The Problem with try/catch

// What errors can this throw? Unknown from the signature
async function getUser(id: string): Promise<User> {
  // Might throw: NotFoundError, DatabaseError, ValidationError, NetworkError
  return await userRepo.findById(id);
}

// Callers must guess what to catch
try {
  const user = await getUser(id);
} catch (err) {
  // What type is err? We don't know without reading the implementation
}

Result Type Pattern

type Ok<T> = { readonly ok: true; readonly value: T };
type Err<E> = { readonly ok: false; readonly error: E };
type Result<T, E = Error> = Ok<T> | Err<E>;

// Constructors
const ok = <T>(value: T): Ok<T> => ({ ok: true, value });
const err = <E>(error: E): Err<E> => ({ ok: false, error });

// Usage - errors are explicit in the type signature!
async function findUser(id: string): Promise<Result<User, UserError>> {
  try {
    const user = await db.findById(id);
    if (!user) return err({ type: 'NOT_FOUND', id } as const);
    return ok(user);
  } catch (e) {
    return err({ type: 'DB_ERROR', cause: e } as const);
  }
}

// Callers handle errors explicitly
const result = await findUser('123');
if (!result.ok) {
  switch (result.error.type) {
    case 'NOT_FOUND': return res.status(404).json({ error: 'User not found' });
    case 'DB_ERROR': return res.status(500).json({ error: 'Database error' });
  }
}
const user = result.value; // TypeScript knows this is User

Typed Error Hierarchy

abstract class AppError extends Error {
  abstract readonly code: string;
  abstract readonly statusCode: number;

  constructor(message: string, readonly cause?: unknown) {
    super(message);
    this.name = this.constructor.name;
  }

  toJSON() {
    return {
      error: this.name,
      code: this.code,
      message: this.message,
    };
  }
}

class NotFoundError extends AppError {
  readonly code = 'NOT_FOUND';
  readonly statusCode = 404;

  constructor(resource: string, id: string) {
    super(`${resource} with id '${id}' not found`);
  }
}

class ValidationError extends AppError {
  readonly code = 'VALIDATION_ERROR';
  readonly statusCode = 400;

  constructor(readonly fields: Record<string, string>) {
    super('Validation failed');
  }
}

class UnauthorizedError extends AppError {
  readonly code = 'UNAUTHORIZED';
  readonly statusCode = 401;
  constructor() { super('Authentication required'); }
}

// Error handler middleware
function errorHandler(err: unknown, req: Request, res: Response) {
  if (err instanceof AppError) {
    return res.status(err.statusCode).json(err.toJSON());
  }
  console.error('Unexpected error:', err);
  return res.status(500).json({ error: 'Internal server error' });
}

The Never Pattern (Exhaustiveness Checking)
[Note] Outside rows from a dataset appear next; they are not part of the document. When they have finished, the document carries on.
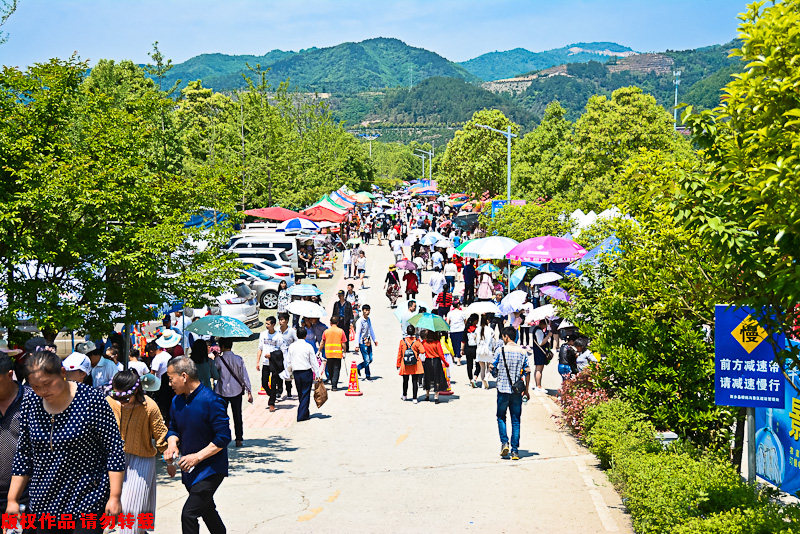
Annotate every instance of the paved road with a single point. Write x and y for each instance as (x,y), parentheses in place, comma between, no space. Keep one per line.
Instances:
(377,464)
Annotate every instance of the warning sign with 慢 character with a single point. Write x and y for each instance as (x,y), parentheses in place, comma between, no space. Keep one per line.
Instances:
(745,370)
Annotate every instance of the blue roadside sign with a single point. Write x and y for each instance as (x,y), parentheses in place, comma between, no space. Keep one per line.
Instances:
(745,371)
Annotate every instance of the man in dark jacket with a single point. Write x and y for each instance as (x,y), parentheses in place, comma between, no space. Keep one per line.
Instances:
(344,311)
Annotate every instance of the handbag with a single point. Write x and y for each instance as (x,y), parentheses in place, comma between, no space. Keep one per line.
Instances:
(517,386)
(320,393)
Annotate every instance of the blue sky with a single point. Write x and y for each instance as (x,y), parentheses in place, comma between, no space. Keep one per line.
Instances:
(457,29)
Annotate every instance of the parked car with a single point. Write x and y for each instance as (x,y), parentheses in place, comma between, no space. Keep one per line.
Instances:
(264,286)
(277,271)
(268,246)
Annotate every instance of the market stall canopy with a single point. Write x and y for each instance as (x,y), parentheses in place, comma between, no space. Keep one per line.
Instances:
(273,214)
(319,213)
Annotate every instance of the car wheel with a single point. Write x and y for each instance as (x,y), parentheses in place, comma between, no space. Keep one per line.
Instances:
(269,300)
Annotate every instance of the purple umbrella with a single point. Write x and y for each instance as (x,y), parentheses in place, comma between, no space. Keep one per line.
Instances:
(406,265)
(555,292)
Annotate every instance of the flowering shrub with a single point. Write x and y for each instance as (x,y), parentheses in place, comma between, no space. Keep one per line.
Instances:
(577,393)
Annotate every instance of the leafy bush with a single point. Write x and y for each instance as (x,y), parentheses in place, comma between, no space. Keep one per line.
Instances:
(576,394)
(663,490)
(770,518)
(615,428)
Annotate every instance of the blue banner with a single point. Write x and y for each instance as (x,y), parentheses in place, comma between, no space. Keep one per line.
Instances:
(778,438)
(745,371)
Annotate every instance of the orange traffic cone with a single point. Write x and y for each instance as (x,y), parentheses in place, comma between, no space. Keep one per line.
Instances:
(448,391)
(352,390)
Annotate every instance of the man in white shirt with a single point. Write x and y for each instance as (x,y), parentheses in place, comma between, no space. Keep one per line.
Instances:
(437,282)
(302,363)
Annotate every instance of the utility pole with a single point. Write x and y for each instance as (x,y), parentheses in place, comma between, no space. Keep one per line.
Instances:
(675,112)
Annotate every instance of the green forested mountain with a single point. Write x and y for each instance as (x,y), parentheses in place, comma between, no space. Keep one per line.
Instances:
(445,100)
(349,67)
(704,72)
(499,65)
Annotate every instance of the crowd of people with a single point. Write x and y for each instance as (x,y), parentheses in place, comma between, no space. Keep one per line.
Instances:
(81,436)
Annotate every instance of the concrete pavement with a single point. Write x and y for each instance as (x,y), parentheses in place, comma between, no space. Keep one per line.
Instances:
(377,464)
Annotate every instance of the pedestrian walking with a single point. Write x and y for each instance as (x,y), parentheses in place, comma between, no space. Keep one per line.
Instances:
(232,384)
(469,282)
(69,449)
(140,425)
(12,395)
(450,273)
(333,342)
(567,358)
(365,336)
(409,364)
(344,311)
(302,364)
(206,369)
(510,366)
(392,286)
(486,287)
(197,443)
(433,365)
(412,284)
(457,321)
(485,349)
(269,360)
(541,352)
(361,266)
(347,262)
(444,301)
(283,296)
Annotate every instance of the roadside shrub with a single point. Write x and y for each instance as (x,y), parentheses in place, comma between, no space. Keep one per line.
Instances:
(576,394)
(664,490)
(770,518)
(615,428)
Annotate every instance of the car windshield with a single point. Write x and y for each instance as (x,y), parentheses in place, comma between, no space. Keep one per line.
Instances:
(258,274)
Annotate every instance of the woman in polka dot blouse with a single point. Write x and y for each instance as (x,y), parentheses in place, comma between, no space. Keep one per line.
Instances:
(70,447)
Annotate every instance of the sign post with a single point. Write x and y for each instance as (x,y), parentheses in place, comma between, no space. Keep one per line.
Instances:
(745,373)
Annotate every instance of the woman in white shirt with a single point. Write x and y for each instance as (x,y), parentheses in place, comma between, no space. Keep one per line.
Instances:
(457,321)
(361,267)
(485,351)
(302,364)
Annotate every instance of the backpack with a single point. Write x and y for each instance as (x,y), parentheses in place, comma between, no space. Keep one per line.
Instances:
(409,357)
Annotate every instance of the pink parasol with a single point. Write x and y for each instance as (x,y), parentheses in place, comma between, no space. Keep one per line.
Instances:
(547,249)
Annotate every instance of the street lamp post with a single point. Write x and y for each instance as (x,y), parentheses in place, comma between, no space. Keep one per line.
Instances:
(677,83)
(423,163)
(508,136)
(429,153)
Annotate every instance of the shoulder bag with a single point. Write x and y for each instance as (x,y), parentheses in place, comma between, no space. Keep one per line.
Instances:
(517,386)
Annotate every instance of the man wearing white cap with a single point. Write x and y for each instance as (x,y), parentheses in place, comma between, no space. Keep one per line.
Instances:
(167,340)
(103,370)
(78,367)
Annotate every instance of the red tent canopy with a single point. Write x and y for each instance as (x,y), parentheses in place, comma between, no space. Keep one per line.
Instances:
(318,213)
(275,214)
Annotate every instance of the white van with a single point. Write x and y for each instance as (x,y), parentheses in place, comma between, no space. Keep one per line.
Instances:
(267,246)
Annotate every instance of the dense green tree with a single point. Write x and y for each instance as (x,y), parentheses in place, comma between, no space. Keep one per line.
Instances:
(90,228)
(607,136)
(743,204)
(475,160)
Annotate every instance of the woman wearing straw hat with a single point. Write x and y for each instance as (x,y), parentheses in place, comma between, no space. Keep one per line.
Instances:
(140,424)
(392,285)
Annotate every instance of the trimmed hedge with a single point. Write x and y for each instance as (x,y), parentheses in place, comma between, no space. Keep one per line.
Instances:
(679,489)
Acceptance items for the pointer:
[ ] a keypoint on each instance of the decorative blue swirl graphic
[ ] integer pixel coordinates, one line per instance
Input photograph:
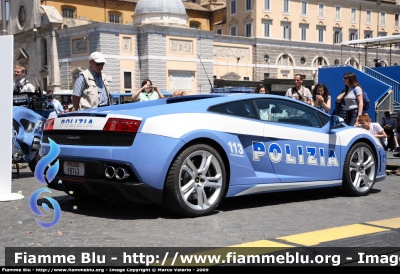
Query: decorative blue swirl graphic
(33, 205)
(45, 162)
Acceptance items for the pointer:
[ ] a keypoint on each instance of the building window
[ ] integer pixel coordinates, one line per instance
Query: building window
(382, 20)
(249, 5)
(248, 29)
(267, 4)
(285, 60)
(367, 34)
(286, 6)
(353, 15)
(286, 31)
(303, 32)
(127, 80)
(304, 7)
(353, 35)
(321, 34)
(233, 31)
(194, 25)
(115, 18)
(321, 10)
(337, 12)
(68, 13)
(233, 7)
(368, 16)
(337, 36)
(267, 28)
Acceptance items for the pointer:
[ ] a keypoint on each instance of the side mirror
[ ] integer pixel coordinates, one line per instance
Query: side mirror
(336, 122)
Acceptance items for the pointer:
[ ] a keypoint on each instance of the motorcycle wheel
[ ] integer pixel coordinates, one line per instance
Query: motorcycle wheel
(32, 164)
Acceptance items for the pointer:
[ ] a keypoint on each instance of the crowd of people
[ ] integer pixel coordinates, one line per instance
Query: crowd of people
(91, 91)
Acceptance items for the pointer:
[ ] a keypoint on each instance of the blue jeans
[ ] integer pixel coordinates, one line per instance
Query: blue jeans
(351, 117)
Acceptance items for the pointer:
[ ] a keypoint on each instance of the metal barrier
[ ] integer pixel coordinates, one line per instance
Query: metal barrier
(394, 84)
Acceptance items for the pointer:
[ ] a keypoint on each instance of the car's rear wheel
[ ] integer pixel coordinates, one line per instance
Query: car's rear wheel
(359, 171)
(196, 182)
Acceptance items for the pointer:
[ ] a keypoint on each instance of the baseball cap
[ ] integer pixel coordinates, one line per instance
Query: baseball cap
(98, 57)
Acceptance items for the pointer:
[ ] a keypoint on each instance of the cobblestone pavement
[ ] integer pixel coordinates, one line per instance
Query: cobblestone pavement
(100, 223)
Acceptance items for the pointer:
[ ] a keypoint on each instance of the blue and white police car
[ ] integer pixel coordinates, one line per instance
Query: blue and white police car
(187, 153)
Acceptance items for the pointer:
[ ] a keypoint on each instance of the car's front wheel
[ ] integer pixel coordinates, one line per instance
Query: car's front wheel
(196, 182)
(359, 171)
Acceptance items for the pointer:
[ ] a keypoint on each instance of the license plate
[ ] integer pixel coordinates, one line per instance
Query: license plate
(74, 168)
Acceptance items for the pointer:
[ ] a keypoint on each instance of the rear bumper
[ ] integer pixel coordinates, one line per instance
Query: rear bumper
(95, 183)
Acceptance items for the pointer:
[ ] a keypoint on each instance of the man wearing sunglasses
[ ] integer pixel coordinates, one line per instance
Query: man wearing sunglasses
(90, 90)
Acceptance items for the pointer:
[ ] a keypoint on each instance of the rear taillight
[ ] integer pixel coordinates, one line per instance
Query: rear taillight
(49, 124)
(122, 125)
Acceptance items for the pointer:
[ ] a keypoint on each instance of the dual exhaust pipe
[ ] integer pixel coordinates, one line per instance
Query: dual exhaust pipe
(118, 172)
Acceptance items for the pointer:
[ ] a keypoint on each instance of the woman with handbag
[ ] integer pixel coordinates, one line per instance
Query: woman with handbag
(353, 98)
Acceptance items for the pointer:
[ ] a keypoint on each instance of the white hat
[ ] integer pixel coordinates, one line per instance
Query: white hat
(98, 57)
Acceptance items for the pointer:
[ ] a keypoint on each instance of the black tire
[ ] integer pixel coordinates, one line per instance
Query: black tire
(198, 169)
(32, 164)
(359, 170)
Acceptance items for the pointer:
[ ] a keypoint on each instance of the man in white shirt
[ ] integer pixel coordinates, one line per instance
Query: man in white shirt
(21, 84)
(300, 92)
(57, 105)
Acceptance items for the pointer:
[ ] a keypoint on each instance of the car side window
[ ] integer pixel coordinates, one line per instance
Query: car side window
(287, 112)
(244, 109)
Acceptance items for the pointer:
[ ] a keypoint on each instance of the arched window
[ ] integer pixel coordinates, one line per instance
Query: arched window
(114, 17)
(195, 25)
(68, 11)
(285, 60)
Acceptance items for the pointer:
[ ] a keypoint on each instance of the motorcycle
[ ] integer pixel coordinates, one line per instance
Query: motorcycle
(30, 112)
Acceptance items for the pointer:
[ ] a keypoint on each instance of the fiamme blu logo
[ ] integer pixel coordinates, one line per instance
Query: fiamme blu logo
(45, 173)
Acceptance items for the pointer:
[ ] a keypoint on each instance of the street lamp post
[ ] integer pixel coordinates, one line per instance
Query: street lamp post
(3, 18)
(378, 4)
(237, 65)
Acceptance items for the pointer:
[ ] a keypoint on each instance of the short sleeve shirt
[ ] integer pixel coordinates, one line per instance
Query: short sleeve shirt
(294, 93)
(350, 98)
(376, 129)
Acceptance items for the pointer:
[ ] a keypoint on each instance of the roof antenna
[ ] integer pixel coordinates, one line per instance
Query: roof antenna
(212, 89)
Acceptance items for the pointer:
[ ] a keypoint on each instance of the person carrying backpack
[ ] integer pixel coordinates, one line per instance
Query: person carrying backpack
(353, 98)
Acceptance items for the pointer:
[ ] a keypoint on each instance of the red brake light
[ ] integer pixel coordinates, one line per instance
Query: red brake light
(122, 125)
(49, 125)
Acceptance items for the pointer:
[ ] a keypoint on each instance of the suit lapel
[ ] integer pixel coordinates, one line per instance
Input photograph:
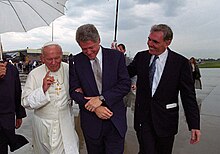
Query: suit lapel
(166, 72)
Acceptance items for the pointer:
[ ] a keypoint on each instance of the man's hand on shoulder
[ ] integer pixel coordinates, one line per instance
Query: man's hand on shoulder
(103, 112)
(93, 103)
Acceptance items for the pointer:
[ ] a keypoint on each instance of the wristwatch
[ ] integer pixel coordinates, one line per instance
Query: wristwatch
(101, 98)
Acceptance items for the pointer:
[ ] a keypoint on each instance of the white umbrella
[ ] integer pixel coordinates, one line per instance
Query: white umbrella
(23, 15)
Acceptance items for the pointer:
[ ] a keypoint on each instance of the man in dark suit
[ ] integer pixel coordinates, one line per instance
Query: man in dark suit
(156, 107)
(10, 106)
(98, 82)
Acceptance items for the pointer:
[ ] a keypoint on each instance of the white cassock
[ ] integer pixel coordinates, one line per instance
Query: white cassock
(53, 126)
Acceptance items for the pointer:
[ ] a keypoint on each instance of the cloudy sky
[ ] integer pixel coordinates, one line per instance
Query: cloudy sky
(195, 23)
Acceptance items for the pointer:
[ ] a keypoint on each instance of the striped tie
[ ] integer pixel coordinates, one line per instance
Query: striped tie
(152, 69)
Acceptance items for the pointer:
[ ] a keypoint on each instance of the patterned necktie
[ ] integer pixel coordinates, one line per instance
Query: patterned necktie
(97, 73)
(152, 69)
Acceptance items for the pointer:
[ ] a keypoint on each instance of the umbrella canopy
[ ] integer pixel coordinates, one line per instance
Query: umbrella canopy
(23, 15)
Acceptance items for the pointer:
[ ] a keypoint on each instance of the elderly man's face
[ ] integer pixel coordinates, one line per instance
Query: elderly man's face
(90, 48)
(52, 57)
(156, 43)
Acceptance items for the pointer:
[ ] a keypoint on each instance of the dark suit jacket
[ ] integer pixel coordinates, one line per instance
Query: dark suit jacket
(115, 85)
(10, 103)
(175, 78)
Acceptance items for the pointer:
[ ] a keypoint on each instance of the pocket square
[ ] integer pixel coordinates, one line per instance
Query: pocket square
(169, 106)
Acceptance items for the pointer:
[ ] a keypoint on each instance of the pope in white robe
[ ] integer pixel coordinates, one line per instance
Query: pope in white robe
(53, 126)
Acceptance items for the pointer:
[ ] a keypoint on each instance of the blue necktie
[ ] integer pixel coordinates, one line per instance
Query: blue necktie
(98, 74)
(152, 70)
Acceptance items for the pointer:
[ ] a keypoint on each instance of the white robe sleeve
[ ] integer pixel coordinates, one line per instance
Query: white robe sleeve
(33, 96)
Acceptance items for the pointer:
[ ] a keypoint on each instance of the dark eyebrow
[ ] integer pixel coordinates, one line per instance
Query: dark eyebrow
(155, 41)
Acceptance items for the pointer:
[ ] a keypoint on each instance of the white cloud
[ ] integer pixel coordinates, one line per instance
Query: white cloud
(195, 25)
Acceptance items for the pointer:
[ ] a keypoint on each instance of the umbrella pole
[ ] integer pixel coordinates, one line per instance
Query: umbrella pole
(52, 32)
(1, 50)
(116, 21)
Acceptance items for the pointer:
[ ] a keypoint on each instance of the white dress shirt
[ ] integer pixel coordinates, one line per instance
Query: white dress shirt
(160, 63)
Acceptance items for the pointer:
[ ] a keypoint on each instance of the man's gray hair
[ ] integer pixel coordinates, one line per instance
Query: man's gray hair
(87, 32)
(50, 43)
(165, 29)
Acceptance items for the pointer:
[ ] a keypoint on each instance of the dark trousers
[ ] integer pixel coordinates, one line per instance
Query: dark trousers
(3, 143)
(109, 142)
(150, 143)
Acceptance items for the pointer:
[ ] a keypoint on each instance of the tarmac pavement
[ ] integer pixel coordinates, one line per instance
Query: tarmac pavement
(209, 97)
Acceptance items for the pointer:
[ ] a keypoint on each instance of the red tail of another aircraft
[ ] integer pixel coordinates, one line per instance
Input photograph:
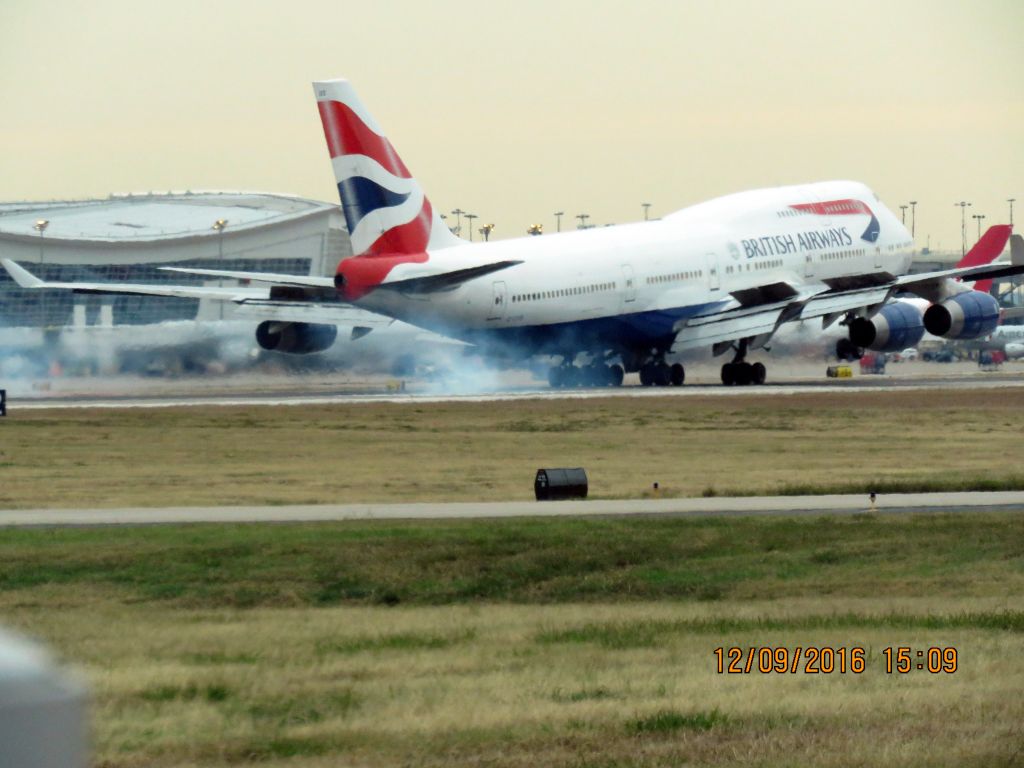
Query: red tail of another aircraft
(986, 250)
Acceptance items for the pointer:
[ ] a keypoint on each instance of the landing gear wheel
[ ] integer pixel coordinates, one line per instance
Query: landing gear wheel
(729, 374)
(741, 373)
(663, 374)
(758, 373)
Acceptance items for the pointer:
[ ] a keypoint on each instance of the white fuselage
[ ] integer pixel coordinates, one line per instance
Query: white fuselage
(653, 273)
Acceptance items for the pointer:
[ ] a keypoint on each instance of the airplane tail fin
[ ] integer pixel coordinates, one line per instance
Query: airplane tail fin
(985, 251)
(384, 206)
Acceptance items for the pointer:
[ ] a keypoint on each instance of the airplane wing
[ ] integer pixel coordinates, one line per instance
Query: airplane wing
(25, 279)
(276, 279)
(294, 302)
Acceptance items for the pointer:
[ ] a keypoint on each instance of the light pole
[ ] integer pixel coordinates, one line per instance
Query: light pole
(964, 206)
(40, 226)
(219, 225)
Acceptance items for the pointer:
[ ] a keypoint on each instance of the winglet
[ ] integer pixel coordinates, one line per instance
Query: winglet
(20, 275)
(1016, 250)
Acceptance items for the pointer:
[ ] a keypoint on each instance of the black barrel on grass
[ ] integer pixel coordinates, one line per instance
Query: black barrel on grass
(555, 484)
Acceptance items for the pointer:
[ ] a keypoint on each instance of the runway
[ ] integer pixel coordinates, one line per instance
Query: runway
(715, 507)
(294, 394)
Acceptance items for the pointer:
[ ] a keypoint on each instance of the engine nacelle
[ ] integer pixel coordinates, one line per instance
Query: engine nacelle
(896, 327)
(967, 315)
(295, 338)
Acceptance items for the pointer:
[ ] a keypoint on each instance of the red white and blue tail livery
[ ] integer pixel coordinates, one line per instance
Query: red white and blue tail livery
(390, 220)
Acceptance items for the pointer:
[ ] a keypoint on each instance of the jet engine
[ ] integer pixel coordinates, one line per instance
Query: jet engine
(295, 338)
(896, 327)
(967, 315)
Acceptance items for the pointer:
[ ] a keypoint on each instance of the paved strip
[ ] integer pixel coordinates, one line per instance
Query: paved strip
(425, 397)
(719, 506)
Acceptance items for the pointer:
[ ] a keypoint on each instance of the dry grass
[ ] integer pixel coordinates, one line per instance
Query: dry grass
(375, 686)
(221, 645)
(467, 452)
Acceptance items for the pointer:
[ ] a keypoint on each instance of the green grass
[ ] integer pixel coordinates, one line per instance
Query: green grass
(668, 721)
(524, 560)
(526, 642)
(748, 443)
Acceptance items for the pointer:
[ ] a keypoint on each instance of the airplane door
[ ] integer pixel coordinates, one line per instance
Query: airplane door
(711, 260)
(499, 301)
(629, 284)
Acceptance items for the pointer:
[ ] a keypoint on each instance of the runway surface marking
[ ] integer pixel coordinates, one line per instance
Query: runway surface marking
(790, 505)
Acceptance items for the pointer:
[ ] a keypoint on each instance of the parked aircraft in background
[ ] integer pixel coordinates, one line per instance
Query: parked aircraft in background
(1010, 339)
(726, 273)
(878, 336)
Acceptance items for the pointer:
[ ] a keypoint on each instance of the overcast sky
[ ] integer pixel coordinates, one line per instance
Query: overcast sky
(514, 111)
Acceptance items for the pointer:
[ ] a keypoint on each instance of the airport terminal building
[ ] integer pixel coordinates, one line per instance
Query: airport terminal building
(129, 237)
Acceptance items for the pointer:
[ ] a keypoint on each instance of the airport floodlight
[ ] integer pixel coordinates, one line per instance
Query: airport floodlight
(978, 217)
(964, 205)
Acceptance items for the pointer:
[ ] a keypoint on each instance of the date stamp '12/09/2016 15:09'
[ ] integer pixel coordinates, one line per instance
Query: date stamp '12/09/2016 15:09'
(823, 659)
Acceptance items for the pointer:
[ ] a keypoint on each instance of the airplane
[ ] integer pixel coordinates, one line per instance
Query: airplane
(726, 273)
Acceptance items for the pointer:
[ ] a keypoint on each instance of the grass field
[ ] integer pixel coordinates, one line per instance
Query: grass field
(690, 445)
(531, 642)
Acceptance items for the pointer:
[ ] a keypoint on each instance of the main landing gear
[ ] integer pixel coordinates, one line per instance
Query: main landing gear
(660, 374)
(594, 375)
(740, 373)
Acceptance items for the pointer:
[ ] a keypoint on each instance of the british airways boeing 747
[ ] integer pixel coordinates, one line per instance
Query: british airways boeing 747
(726, 274)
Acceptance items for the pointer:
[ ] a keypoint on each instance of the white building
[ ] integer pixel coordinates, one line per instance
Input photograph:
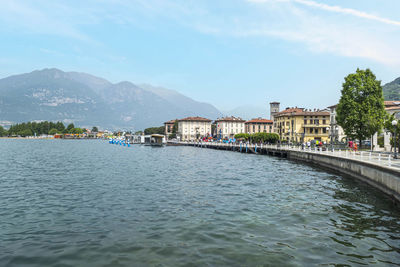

type PaymentMethod = 'credit_card' | 'paypal' | 'crypto';

function processPayment(method: PaymentMethod): void {
  switch (method) {
    case 'credit_card':
      processCreditCard();
      break;
    case 'paypal':
      processPaypal();
      break;
    case 'crypto':
      processCrypto();
      break;
    default:
      // TypeScript ensures this is unreachable
      const _exhaustive: never = method;
      throw new Error(`Unhandled payment method: ${_exhaustive}`);
  }
}

// Now if you add 'bank_transfer' to PaymentMethod,
// TypeScript will error at the never assignment,
// forcing you to handle the new case

Chaining with andThen

class Result<T, E> {
  private constructor(
    private readonly _ok: boolean,
    private readonly _value?: T,
    private readonly _error?: E
  ) {}

  static ok<T, E>(value: T): Result<T, E> { return new Result(true, value); }
  static err<T, E>(error: E): Result<T, E> { return new Result(false, undefined, error); }

  get ok(): boolean { return this._ok; }
  get value(): T { if (!this._ok) throw new Error('Result is Err'); return this._value!; }
  get error(): E { if (this._ok) throw new Error('Result is Ok'); return this._error!; }

  map<U>(fn: (value: T) => U): Result<U, E> {
    if (this._ok) return Result.ok(fn(this._value!));
    return Result.err(this._error!);
  }

  andThen<U>(fn: (value: T) => Result<U, E>): Result<U, E> {
    if (this._ok) return fn(this._value!);
    return Result.err(this._error!);
  }
}

// Chain operations
const result = await findUser(userId)
  .andThen(user => validateUserAge(user))
  .andThen(user => checkSubscription(user))
  .map(user => UserDto.from(user));

Making errors part of the type system catches error handling issues at compile time.